Many studies have demonstrated the value of L-carnitine in the prevention and treatment of cardiovascular disorders. Ferro et al. ⁹⁴ reported on the case of a 52-year-old man with dilated cardiomyopathy in whom concomitant treatment with L-carnitine and propranolol restored cardiac function, with a 50% reduction in mitral EPSS (E point septal separation), from 20 to 10 mm, and a decrease from 60 to 57 mm in diastolic diameter. These clinicians concluded that their “experience suggests promising benefits in adopting beta blockers combined with L-carnitine therapy in myocardial failure secondary to dilated cardiomyopathy.”

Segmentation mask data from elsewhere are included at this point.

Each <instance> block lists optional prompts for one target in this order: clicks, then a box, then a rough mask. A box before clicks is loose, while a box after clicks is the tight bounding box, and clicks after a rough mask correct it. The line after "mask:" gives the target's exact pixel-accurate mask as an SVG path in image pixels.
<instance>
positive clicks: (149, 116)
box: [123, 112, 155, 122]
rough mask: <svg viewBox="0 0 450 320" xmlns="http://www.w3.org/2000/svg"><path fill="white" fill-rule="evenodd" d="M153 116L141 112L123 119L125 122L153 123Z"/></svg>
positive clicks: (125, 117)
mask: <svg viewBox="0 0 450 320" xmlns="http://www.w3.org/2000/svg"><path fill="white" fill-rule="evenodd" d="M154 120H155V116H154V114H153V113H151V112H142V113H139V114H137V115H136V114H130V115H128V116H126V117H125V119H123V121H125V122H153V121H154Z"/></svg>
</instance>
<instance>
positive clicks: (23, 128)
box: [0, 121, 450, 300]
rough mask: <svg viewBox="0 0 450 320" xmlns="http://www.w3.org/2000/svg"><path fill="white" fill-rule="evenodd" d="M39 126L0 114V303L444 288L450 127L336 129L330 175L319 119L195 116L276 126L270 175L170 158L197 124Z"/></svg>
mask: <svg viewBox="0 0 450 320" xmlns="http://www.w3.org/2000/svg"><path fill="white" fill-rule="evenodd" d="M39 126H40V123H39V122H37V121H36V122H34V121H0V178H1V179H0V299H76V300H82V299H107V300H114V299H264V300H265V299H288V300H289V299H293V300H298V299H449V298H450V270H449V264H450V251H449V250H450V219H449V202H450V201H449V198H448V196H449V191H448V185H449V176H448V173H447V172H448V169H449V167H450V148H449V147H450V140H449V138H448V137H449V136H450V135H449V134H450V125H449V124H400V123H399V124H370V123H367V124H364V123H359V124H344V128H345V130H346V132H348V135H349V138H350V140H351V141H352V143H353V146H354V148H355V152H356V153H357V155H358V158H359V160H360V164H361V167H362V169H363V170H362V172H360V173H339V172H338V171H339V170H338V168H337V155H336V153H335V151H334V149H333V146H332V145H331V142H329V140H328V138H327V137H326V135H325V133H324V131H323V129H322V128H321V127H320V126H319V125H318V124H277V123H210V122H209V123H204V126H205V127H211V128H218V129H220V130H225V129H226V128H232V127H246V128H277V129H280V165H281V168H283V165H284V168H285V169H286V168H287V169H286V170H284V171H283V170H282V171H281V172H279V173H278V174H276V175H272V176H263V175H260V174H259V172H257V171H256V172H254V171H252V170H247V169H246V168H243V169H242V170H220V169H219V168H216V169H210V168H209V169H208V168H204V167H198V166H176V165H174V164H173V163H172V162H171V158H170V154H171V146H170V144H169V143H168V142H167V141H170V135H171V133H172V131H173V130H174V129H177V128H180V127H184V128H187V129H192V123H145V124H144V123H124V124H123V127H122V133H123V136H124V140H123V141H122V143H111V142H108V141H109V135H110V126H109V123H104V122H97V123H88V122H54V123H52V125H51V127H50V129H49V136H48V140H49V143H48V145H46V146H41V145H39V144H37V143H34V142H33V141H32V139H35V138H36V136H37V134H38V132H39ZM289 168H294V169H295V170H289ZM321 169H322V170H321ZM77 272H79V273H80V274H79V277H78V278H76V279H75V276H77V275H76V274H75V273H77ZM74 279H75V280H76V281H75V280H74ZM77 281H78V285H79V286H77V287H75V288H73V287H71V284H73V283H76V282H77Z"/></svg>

After reviewing the literature on the treatment of hypertrophic cardiomyopathy, Ferro et al. ⁹⁴ also proposed that the protective action of beta-blocking agents against chronic catecholamine stimulation may be enhanced by the combination with L-carnitine. Notably, L-carnitine plays a synergistic role by acting as an important source of energy because of fatty acid oxidation and by avoiding the accumulation of lipids in the blood plasma and myocardium.

Physicians prescribing beta-blocker therapy are advised to discuss with their patients the potential benefits of concomitant carnitine. L-Carnitine and L-propionyl-carnitine are the forms most frequently used for prevention and treatment of cardiovascular conditions, with typical therapeutic dosages in the range of 1 to 3 g per day.

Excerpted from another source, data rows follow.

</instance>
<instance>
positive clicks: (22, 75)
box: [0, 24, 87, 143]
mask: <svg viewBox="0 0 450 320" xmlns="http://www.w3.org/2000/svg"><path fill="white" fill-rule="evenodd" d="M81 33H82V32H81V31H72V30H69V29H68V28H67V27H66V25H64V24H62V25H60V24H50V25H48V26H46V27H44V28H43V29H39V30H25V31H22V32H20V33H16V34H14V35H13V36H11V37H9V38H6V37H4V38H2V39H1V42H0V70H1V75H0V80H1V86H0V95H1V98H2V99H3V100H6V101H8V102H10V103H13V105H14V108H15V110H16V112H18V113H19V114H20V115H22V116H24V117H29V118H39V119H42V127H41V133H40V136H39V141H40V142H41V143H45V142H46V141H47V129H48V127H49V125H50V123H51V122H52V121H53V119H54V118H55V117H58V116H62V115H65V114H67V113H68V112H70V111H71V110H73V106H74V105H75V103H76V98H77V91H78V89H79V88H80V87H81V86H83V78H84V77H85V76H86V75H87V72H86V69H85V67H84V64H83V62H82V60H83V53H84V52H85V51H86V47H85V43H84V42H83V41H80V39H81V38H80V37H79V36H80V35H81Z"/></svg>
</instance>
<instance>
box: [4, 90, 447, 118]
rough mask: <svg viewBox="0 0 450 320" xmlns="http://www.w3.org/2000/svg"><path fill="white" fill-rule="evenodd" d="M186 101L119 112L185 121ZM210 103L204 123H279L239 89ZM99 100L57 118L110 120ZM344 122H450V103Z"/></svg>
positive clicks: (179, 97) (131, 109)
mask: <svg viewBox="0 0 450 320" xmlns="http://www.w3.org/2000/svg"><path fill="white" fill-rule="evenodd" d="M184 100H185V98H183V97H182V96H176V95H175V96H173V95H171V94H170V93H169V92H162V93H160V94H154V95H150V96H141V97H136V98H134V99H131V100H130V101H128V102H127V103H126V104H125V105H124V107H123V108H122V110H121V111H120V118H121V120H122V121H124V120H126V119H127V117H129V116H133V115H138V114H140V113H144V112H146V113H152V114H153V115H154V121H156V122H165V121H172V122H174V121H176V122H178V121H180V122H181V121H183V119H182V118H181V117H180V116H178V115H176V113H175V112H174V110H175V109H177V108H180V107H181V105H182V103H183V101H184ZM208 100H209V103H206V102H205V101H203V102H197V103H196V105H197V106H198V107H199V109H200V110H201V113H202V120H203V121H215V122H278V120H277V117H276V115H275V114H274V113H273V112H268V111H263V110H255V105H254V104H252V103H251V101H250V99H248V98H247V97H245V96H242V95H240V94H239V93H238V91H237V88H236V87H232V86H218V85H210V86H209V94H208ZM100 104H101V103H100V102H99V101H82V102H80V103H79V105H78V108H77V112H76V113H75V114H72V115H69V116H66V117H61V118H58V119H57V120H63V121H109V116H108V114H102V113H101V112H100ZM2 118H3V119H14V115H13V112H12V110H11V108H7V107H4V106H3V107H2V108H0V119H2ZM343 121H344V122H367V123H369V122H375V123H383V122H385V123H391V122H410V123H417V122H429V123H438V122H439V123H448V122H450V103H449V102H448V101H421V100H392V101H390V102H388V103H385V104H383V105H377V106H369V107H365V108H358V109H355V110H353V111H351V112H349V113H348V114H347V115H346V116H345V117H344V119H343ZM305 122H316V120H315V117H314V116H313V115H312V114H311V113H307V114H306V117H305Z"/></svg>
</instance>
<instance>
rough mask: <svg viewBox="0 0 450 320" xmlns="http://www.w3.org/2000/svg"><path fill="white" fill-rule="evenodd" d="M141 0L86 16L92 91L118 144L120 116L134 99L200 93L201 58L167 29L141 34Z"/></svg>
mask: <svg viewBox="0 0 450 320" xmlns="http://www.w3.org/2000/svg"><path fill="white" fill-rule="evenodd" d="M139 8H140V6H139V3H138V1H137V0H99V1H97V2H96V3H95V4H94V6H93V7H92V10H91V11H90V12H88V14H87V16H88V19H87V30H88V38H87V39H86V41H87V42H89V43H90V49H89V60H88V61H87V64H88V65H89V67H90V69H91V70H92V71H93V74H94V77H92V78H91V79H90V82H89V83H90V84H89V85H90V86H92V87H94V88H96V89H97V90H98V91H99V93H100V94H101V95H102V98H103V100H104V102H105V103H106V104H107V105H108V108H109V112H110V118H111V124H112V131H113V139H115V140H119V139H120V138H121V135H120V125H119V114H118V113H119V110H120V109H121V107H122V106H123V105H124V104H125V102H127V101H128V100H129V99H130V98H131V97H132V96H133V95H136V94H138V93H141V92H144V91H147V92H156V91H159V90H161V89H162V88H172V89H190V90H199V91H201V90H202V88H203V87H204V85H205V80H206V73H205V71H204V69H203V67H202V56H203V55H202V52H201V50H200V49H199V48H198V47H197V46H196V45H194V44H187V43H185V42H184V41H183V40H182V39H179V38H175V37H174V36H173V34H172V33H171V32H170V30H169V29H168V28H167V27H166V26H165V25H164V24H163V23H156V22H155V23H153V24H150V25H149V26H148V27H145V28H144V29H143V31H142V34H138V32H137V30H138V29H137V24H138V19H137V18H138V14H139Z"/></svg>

Hagen et al. ⁹⁵ demonstrated improved memory and metabolic function and decreased oxidative stress in old rats fed the combination of acetyl- L-carnitine and lipoic acid.

Carnitine, coenzyme Q10, fish oil, magnesium, and taurine are critical nutrients in maintaining healthy cardiovascular function, muscle, and brain tissue and can play a valuable therapeutic role in the treatment of cardiovascular disease and other conditions and the support of CNS function. Health care professionals trained and experienced in nutritional therapies often use multiple nutrients together. These agents are all considered essentially nontoxic. Clinical trials investigating their synergistic effects are clearly warranted.

Hawthorn, Crataegus laevigata(Poir) DC., Crataegus monogynaJacq. (Lindm.), Crataegus oxyacantha L. (for C. laevigata).

Concomitant administration of carnitine and Crataegusis common practice among health care professionals trained and experienced in the synergistic use of nutrients and herbs in supporting healthy cardiovascular function and treating cardiovascular conditions. Clinical trials investigating the clinical efficacy of combined therapy using these two agents are lacking, as is research into mechanisms underlying interactions between them. Hawthorn is generally considered essentially nontoxic. Clinical trials investigating their synergistic effects are clearly warranted.